Investors could reasonably assume that if Vivendi was a seller at $13.60, there is a good chance that it is a seller again at today's more attractive price. Vivendi's ownership interest dropped to 12% from more than 60% from its equity sale, so Activision is no longer a strategic interest for Vivendi.
Many investors maintain a bullish sentiment on shares of Activision, and for good reason. The company has been firing on all cylinders and delivered a healthy return since the start of 2013. Nevertheless, the significant supply of shares that could be potentially sold in the market could pressure the stock in the near term.

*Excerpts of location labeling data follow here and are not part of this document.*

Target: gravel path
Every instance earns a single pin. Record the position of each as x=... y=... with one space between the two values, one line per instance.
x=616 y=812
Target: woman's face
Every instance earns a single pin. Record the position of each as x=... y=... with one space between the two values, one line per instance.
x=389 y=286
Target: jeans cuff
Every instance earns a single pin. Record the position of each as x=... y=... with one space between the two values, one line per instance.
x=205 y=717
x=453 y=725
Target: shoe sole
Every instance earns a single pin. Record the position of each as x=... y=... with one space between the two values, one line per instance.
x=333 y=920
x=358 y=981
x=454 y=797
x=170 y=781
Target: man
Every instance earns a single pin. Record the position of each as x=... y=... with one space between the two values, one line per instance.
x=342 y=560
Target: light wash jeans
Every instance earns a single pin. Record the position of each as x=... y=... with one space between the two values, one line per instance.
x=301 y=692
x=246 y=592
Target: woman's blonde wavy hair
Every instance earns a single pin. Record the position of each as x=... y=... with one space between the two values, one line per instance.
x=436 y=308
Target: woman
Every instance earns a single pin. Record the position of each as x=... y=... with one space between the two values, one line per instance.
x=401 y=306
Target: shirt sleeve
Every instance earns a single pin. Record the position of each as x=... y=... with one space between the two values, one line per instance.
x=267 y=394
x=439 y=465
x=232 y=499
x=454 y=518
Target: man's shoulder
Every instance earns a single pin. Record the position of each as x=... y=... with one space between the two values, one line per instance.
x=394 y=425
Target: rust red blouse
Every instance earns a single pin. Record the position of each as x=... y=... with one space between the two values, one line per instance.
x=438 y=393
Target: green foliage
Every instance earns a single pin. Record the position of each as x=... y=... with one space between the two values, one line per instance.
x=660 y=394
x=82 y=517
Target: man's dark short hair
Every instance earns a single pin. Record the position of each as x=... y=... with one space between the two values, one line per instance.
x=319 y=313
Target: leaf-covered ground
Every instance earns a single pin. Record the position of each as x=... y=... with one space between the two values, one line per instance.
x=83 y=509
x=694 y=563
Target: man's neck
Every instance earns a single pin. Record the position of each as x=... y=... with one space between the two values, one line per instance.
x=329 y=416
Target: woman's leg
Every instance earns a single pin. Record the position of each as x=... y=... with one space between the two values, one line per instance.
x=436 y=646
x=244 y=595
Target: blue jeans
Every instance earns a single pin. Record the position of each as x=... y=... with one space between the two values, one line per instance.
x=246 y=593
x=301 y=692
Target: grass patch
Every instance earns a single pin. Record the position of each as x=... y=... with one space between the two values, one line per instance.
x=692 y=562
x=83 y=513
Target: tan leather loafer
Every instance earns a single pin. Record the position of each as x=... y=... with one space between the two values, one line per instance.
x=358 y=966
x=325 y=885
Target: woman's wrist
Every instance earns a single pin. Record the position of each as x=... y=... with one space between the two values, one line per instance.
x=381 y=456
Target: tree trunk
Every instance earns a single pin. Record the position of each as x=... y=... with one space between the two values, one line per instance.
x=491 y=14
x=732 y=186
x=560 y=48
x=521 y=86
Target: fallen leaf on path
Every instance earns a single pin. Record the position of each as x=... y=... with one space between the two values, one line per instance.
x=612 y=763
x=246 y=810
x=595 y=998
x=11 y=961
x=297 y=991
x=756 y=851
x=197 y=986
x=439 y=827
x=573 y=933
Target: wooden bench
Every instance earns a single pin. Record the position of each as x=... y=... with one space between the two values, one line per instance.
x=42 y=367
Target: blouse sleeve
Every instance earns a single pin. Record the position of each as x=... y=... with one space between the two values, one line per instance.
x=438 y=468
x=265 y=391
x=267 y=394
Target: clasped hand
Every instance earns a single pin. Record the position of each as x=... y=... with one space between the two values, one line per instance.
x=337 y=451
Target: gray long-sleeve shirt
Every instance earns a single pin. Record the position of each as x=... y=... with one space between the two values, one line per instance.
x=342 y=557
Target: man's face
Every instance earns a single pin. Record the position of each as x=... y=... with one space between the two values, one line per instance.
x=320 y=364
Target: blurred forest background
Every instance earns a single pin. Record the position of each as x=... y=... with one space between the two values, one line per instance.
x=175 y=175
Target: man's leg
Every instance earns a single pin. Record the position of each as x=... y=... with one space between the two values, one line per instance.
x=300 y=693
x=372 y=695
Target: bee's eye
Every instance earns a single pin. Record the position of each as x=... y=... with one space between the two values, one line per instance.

Investors need to understand the gravity of a large seller looking to get rid of 41.5 million shares. This alone represents nearly six days of supply based on average trading volume over the last three months.
Buy the dip
Vivendi selling part of its remaining stake in Activision is certainly not a bullish sign, as the European conglomerate could simply be raising additional cash as part of its recent announcement to pay investors a special dividend of more than 17 billion euros ($23 billion.) Vivendi is also transforming itself and has sold off other assets including Maroc Telecom and SFR.
Activision should be considered a top pick in the video game sector given its strong release slate for the coming year, which includes a new next-generation franchise in Destiny and a reinvigorated "Call of Duty" title.
Electronic Arts (NASDAQ:EA), on the other hand, may not fare as well in the coming year, according to some analysts.
Analysts at Bank of America recently downgraded Electronic Arts to "Neutral" from "Buy" based on their beliefs that there are no upcoming catalysts, post Titanfall, that is. "We do not see any titles (including FIFA World Cup) that could lead to big earnings upside in FY15," analyst Justin Post wrote in early March.
Not all analysts are in the same boat.
On March 25, analysts at Wedbush maintained an "Outperform" rating on Electronic Arts following its decision to delay the release of its Xbox 360 stock-keeping unit (SKU) of Titanfall a second time.
"We believe the Titanfall delays reflect revenue management and an effort to maximize next-generation console sales, as opposed to any quality issues. We view the game as the first must-have for the Xbox One, and believe that it is in the best interests of Microsoft and Electronic Arts (near- and long-term) to maximize next-gen console sales, particularly with the industry's current-gen sales below expectations recently."
The analysts further added that Electronic Arts could grow revenues by $400 million per year and deliver $0.50 or more in EPS growth over the same time period.
While analysts often share opposing opinions, investors should always pick and choose pieces of information to arrive at their own conclusion.
The analysts at Bank of America believes that there are no immediate upcoming catalysts (post Titanfall), while the analysts at Wedbush believe that Electronic Arts has plenty of catalysts for the next two years.
Regardless of which side an investor chooses, Electronic Arts has plenty of catalysts that are at least two years down the road, which includes a new "Star Wars" title and three to five new intellectual properties (IPs) for the next-generation consoles.
Activision, on the other hand, has a large catalyst coming up if Vivendi decides to further sell off its stake. Activision should realize a full year's benefit of a reduced float of roughly 36% stemming from a Vivendi sale. Better yet, investors could pick up shares at discounted price with almost 6% of the company's shares outstanding potentially coming up for sale. Additionally, Activision could be a prime candidate to be included in the S&P 500 index.